The hatches are battened down and you're waiting for the year 2000 winds to start blowing. But in these last nights before the date rollover, one nagging question is still keeping you awake: what might we possibly have missed? We asked an array of Y2K practitioners and experts to consider what might have slipped through the cracks at an average mid-size or large business.
Here are 10 things they suggested:
-- Legal lapses: Have your legal team do a quick evaluation of recent Y2K laws and see if you have jumped through the hoops necessary to get the protection.
-- An unbiased look: An independent audit will help your team uncover some applications that were overlooked. "The biggest risk is in major manufacturing facilities," says Richard Heath, the senior Y2K manager, Shell Services International. Having independent auditors check a couple of large facilities can give you a sense of how thorough you've been.
-- The storm before the storm: "We keep talking about this as though suddenly at midnight all this stuff will start to happen," says Bill Shackelford, who conducts Y2K seminars for Russell Martin & Associates, a corporate training company in the US. But 2000 will start for some of the world while it's still early New Year's Eve morning in other parts. That means if your business relies on realtime communications with the rest of the world, December. 31 may not be the calm before the storm; it may be the storm before the storm.
-- Communicating in a vacuum: "We expect things like the phones to work, but what if they don't?" says Bill Brydges, another Y2K project manager. His company has worked out a negative communications plan where a lack of contact means action is needed. For example, if employees can't get through for status reports, they will come into the office. Similarly, if system status reports don't come through by the appointed time, Brydges will know there's a problem.
-- Tech backups: Did external service providers fix your systems using windowing techniques or other methodologies that your people don't know? If so, says Irene Dec, Y2K manager at The Prudential Insurance Company, be sure that those outside providers are on-site during the date change and beyond to fix their fixes if your people don't know how.

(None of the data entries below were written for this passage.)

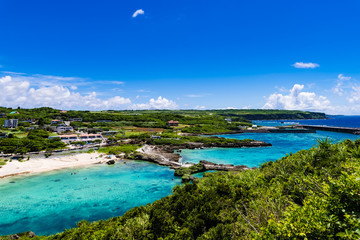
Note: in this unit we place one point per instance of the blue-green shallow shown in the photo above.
(50, 203)
(282, 144)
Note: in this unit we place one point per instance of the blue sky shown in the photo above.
(180, 54)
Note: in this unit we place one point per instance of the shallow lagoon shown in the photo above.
(282, 144)
(49, 203)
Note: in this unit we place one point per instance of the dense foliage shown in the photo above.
(312, 194)
(127, 149)
(35, 141)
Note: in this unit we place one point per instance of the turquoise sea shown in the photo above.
(51, 202)
(282, 144)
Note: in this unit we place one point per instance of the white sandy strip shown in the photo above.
(42, 164)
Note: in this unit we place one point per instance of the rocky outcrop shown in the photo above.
(110, 162)
(203, 166)
(223, 167)
(164, 159)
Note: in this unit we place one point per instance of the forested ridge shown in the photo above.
(311, 194)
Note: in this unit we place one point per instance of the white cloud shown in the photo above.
(297, 100)
(355, 95)
(159, 103)
(343, 78)
(338, 89)
(305, 65)
(137, 12)
(200, 107)
(195, 95)
(18, 92)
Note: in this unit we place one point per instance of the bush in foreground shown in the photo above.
(312, 194)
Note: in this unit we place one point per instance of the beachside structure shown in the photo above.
(75, 119)
(81, 138)
(90, 137)
(155, 137)
(173, 123)
(64, 128)
(103, 121)
(55, 122)
(228, 120)
(69, 138)
(11, 123)
(109, 133)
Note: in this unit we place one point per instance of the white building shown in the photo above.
(61, 129)
(11, 123)
(90, 137)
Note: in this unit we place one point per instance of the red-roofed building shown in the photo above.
(173, 123)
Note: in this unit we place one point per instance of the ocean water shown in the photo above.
(338, 121)
(50, 203)
(282, 144)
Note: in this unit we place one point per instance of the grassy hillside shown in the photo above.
(312, 194)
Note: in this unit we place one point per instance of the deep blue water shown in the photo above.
(339, 121)
(49, 203)
(282, 144)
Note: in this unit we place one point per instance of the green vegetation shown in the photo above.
(185, 173)
(36, 140)
(312, 194)
(127, 149)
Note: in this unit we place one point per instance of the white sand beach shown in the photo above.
(39, 164)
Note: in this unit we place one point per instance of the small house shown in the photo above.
(61, 129)
(11, 123)
(55, 122)
(155, 137)
(75, 119)
(173, 123)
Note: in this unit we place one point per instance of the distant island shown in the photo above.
(235, 201)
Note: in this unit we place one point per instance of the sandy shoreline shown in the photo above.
(40, 164)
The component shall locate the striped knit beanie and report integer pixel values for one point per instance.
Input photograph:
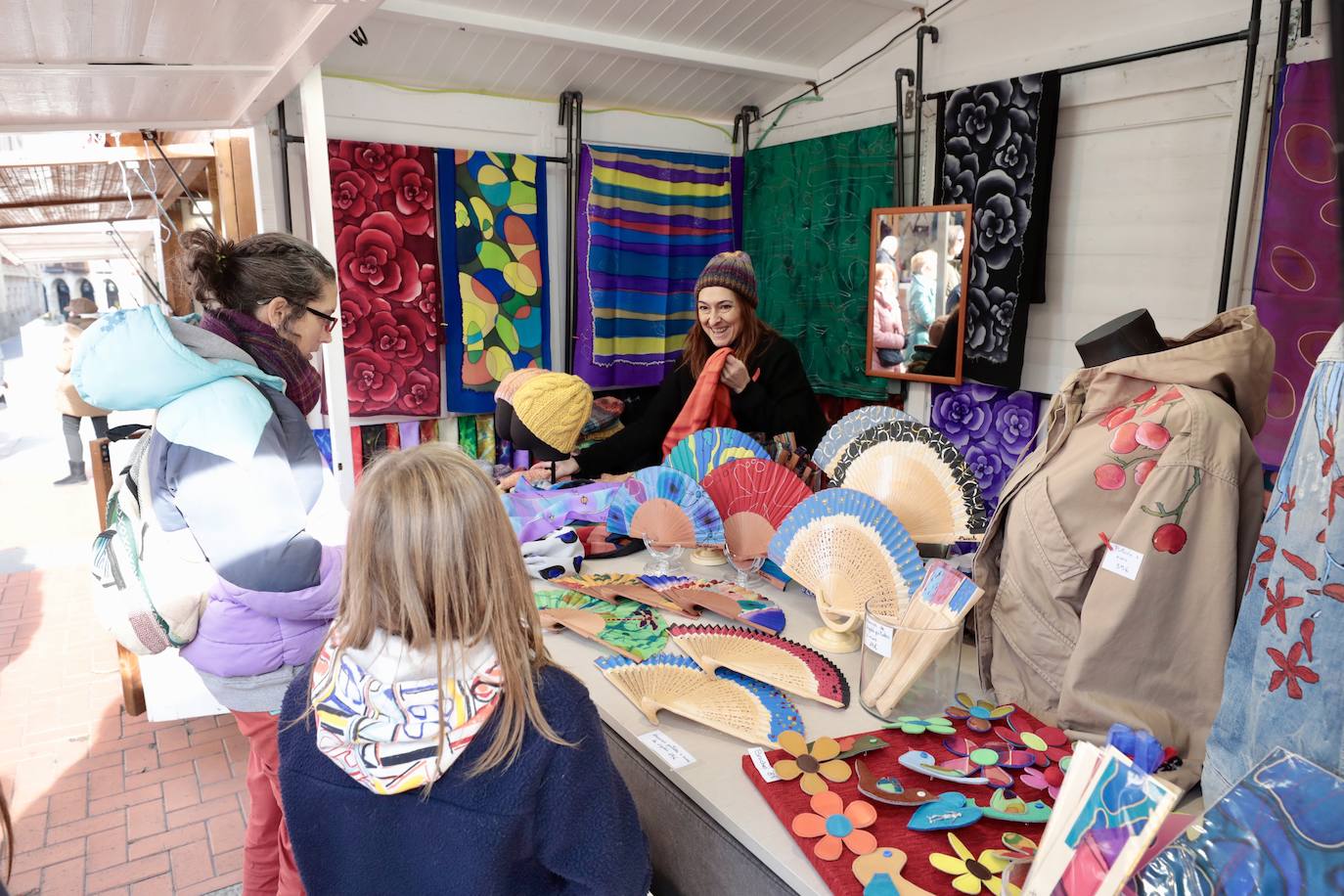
(732, 270)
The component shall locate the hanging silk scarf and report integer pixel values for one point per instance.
(998, 151)
(648, 220)
(808, 215)
(498, 312)
(1297, 270)
(387, 272)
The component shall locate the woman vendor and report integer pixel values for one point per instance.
(768, 388)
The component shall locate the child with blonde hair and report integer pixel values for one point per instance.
(434, 747)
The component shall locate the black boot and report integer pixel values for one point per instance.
(75, 474)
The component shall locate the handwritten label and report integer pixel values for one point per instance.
(762, 765)
(1122, 560)
(667, 749)
(876, 637)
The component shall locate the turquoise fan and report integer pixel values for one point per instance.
(665, 507)
(701, 452)
(850, 427)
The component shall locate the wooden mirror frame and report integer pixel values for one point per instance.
(965, 276)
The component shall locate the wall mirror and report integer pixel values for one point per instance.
(918, 261)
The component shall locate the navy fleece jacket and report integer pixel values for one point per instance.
(558, 820)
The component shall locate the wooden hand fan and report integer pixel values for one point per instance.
(706, 450)
(664, 507)
(631, 629)
(845, 548)
(919, 475)
(753, 497)
(765, 657)
(847, 428)
(725, 700)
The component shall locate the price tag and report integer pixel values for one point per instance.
(876, 637)
(667, 749)
(1122, 560)
(762, 765)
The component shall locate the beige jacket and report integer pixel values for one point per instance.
(1153, 456)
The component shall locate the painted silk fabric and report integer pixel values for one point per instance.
(499, 310)
(648, 220)
(1298, 293)
(992, 427)
(998, 141)
(807, 227)
(387, 270)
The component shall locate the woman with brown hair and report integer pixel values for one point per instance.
(433, 747)
(768, 388)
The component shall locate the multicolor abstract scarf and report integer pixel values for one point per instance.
(808, 218)
(499, 310)
(387, 269)
(273, 353)
(998, 152)
(648, 222)
(1298, 291)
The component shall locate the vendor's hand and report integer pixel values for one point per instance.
(734, 375)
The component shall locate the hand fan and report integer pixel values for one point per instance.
(919, 475)
(664, 507)
(765, 657)
(725, 700)
(708, 449)
(847, 428)
(845, 548)
(631, 629)
(753, 497)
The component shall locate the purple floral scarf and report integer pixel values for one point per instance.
(273, 353)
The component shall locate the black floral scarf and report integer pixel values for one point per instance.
(999, 141)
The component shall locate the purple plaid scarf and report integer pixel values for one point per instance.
(273, 353)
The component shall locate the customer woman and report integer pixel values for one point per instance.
(434, 748)
(768, 387)
(234, 464)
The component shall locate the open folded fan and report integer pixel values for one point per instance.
(847, 428)
(665, 507)
(753, 496)
(708, 449)
(847, 547)
(919, 475)
(765, 657)
(723, 700)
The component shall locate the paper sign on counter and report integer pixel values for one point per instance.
(667, 749)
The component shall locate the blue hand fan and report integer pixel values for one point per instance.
(847, 428)
(665, 507)
(847, 548)
(701, 452)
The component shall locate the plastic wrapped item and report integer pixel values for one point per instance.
(1278, 830)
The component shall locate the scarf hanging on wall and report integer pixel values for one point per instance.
(808, 218)
(387, 272)
(499, 312)
(648, 220)
(1297, 270)
(998, 144)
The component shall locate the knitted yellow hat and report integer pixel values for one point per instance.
(554, 407)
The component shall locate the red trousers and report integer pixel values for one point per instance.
(268, 856)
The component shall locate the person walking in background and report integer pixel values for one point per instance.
(81, 316)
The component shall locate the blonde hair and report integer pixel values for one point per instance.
(431, 558)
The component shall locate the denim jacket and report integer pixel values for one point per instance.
(1278, 688)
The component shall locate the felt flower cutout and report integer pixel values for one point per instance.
(978, 715)
(813, 765)
(972, 874)
(836, 824)
(917, 726)
(1045, 743)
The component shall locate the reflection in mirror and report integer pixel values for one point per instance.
(918, 262)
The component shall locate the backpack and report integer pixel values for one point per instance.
(150, 586)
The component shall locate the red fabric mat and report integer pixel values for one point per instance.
(786, 799)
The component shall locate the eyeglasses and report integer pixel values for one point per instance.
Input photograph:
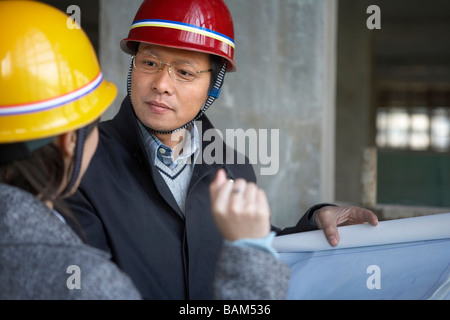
(148, 63)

-- What about recovery? "Companies often haven't looked at the period from when they have to execute the business continuity plan to when they're back up and running," says Chuck Aquilina, director of the Resolve 2000 practice at Keane. Suppose, for example, that you have to distribute your product manually for a week. When you're ready to start automating again, how do you capture the data relating to the manual operations that have transpired during the week? "It's not as simple as starting up again," he says.
-- The great unknown: Despite all the planning, some things are going to take you by surprise, says Ed Yourdon, chairman of Cutter Consortium and a US Computerworld columnist. Your company's ability to cope with this will depend on your people's ability to think on their feet. "We have to prepare our people and our culture to cope," Yourdon says. It's too late to change your culture, but encouraging a can-do mentality in the face of the unknown may get people in the right mind-set.
-- Customer comfort: If you're in a key supply or service industry, initiate contact with concerned customers on Y2K issues, says one Y2K project manager. "Take the time to give your clients that level of comfort that they need."
-- Partial failures: Brydges says many companies have built contingency plans that assume a system is down. But more likely we'll see degraded abilities or one part of a system miscalculating. "So you're not going to a full manual process, but you have to figure out how to take care of that one little subset," he says. You may want to modularise those contingency plans.
-- Stock market roller coaster: Many companies are stockpiling as much as 10 per cent above normal supplies, says Andy Kyte, an analyst at Gartner Group. This means suppliers' and logistics companies' financial results may be artificially inflated in the fourth quarter only to dip steeply early next year as customers use up those stockpiles. "And the rewards you get for good results [in the fourth quarter] aren't nearly as great as the punishment you'll get" for bad results in the following quarter, Kyte says. His advice: explain the artificial inflation in your fourth-quarter financial reports so the financial community will be ready for the first-quarter dip.